Plaintiff’s point of view
“The court missed an opportunity to apply the must vs. shall analysis,” stated James N. McNally, attorney for the plaintiff/appellee.
“The most common statutory interpretation tasked to the court is determining the Legislature’s intent through the use of those two words,” McNally continued, “whether the Legislature intended something to be mandatory or optional.”
McNally is a former staff attorney at the Michigan Court of Appeals and Michigan Supreme Court. He specializes in appeals and research, and practices in both the Court of Appeals and the Michigan Supreme Court. His practice is located in Grosse Pointe Farms.
McNally believes that the court focused less on the question of what the parties could do via contract and more on what the court could do. “The court did not take into account the parties’ right to decide the scope of their contract and their ability to make a decision and not have it undone by the court,” he said.
“The parties went into the marriage with an idea that things would happen a certain way in the event of a divorce but the court disregarded that decision,” McNally asserts.

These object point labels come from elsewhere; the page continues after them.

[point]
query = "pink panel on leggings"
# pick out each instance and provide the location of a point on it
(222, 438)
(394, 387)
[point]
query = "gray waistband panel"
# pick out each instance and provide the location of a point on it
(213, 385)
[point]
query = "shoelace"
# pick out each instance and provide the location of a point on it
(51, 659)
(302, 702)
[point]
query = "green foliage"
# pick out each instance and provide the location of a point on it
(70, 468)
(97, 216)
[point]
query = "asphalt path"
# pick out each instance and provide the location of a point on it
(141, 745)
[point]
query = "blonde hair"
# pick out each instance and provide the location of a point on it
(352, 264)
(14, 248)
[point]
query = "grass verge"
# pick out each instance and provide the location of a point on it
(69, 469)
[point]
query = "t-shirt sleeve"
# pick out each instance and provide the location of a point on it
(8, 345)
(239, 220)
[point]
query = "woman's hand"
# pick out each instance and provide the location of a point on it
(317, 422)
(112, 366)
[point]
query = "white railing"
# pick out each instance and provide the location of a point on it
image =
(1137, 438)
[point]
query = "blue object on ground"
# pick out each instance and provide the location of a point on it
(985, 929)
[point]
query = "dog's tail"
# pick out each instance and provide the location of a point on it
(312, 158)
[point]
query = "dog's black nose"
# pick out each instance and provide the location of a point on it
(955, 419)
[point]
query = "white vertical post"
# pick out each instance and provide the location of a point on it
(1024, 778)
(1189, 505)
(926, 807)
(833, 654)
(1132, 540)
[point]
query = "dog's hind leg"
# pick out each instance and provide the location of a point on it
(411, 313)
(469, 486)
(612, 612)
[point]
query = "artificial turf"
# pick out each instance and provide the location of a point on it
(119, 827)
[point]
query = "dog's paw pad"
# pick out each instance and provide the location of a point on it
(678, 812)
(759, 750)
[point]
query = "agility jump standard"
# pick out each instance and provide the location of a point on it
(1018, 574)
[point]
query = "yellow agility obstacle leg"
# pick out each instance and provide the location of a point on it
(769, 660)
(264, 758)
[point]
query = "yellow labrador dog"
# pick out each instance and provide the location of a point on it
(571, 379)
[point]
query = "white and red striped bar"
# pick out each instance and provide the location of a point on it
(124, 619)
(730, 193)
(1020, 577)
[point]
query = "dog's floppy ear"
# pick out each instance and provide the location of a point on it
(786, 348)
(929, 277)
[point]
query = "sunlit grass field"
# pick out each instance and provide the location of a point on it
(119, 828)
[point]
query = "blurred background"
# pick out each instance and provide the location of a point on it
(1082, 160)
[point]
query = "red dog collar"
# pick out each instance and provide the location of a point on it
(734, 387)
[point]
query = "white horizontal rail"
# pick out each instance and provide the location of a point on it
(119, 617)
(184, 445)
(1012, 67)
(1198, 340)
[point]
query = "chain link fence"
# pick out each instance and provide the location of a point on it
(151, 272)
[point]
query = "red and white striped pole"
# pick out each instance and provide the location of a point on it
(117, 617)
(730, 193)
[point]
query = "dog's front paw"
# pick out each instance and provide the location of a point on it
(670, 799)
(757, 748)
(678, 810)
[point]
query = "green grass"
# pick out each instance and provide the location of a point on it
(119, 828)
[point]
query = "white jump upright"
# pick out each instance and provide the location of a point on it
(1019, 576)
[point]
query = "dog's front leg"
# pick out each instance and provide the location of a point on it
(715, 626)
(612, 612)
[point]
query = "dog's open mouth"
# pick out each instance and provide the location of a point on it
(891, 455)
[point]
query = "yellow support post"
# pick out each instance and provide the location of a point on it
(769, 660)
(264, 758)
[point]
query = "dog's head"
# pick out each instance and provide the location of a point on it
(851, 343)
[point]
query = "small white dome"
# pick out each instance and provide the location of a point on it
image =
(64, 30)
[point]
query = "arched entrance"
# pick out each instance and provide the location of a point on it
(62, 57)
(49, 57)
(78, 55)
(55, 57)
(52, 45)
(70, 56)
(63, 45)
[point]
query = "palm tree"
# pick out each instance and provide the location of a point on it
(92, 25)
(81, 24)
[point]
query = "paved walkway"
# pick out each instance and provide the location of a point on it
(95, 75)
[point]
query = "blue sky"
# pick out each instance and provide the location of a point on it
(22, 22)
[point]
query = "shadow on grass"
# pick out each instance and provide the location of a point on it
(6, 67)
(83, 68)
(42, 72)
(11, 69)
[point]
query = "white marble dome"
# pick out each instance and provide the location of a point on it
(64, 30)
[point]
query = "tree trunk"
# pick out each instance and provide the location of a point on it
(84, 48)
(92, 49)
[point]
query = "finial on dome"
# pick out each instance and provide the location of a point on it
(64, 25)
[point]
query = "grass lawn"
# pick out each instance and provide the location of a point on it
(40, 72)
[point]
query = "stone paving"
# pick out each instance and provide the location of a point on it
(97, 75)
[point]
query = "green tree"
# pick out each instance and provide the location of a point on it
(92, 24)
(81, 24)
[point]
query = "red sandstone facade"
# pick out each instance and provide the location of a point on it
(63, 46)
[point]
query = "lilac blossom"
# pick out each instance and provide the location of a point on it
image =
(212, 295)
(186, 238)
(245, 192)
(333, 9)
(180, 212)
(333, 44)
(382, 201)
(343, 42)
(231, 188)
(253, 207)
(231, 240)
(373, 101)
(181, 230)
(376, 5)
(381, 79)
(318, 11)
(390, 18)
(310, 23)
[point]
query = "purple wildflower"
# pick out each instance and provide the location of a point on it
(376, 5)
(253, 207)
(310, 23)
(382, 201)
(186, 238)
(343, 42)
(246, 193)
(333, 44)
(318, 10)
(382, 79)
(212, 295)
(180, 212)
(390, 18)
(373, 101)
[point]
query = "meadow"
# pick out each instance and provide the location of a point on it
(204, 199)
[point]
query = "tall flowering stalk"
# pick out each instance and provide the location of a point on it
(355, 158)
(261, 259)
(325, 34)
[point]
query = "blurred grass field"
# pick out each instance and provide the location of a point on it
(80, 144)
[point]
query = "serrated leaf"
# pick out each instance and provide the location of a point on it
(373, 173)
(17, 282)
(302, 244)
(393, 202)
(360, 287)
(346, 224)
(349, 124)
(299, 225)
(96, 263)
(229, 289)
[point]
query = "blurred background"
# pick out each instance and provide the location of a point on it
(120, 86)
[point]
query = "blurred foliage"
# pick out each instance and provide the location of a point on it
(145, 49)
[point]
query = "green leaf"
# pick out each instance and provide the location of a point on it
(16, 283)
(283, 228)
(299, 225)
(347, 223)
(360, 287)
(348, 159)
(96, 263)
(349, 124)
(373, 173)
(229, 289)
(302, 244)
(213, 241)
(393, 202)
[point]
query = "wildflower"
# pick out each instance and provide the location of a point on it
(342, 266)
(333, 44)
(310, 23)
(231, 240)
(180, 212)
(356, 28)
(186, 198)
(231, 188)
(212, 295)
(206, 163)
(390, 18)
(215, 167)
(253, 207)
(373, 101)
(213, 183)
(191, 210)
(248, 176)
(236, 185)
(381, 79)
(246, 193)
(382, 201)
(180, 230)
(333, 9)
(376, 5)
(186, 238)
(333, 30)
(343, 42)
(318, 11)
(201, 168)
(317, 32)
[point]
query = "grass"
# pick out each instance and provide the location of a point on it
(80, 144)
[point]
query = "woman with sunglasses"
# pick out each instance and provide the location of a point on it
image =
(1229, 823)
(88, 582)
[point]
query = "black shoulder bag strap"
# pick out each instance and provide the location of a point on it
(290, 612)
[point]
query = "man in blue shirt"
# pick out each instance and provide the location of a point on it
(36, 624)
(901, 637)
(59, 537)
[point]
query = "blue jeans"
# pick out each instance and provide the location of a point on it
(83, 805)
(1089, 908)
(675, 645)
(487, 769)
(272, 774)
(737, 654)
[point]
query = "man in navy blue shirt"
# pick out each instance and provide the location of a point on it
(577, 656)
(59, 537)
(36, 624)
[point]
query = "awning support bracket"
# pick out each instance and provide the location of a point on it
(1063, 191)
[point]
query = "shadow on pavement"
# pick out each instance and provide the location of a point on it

“The court focused on the rights of the parties and the power of the court,” stated Kevin S. Gentry, attorney for defendant/appellant. “This was largely a decision based on statutory language and turned on the court’s inherent power.”
Gentry has been an appellate practitioner for over 18 years. His firm, Gentry Nalley PLLC, is located in Howell and he is also an adjunct professor of legal research and writing at Michigan State University College of Law.
“The agreement was lopsided to the point of being inequitable,” Gentry asserts. “It was written in a way to imply that no marital estate existed after 20 years of marriage. It divested the wife of any part of the marital estate.”
Gentry believes that the prenuptial agreement in this case was not only designed to outline the party’s agreement, but also to frustrate Michigan law.
Gentry added, “Prenuptial agreements are generally upheld by the court except in extreme circumstances.”
“The agreement in this case represented an extreme circumstance because, by its terms, it implied that there was no marital estate.”
A word of advice
“Drafting a prenuptial agreement is like planting a bomb that won’t explode for 10/15/20 years after signing,” McNally asserts.
“Don’t dabble in prenuptial agreements,” McNally warns, “only attorneys that specialize in this area should be drafting these types of agreements.”
McNally added that an attorney should always consult the appropriate experts before drafting an antenuptial agreement.
“When drafting a prenuptial agreement, carefully determine the marital property and anticipate that there will be a marital estate to be divided,” Gentry counsels. “Don’t make your agreement so lopsided that it offends the equitable requirements under law.
“Prenuptial agreements are difficult to write because they require an attorney to forecast the law,” Gentry added.
“Prenuptial agreements require a lot of detail and always remember that the laws may change,” McNally advised.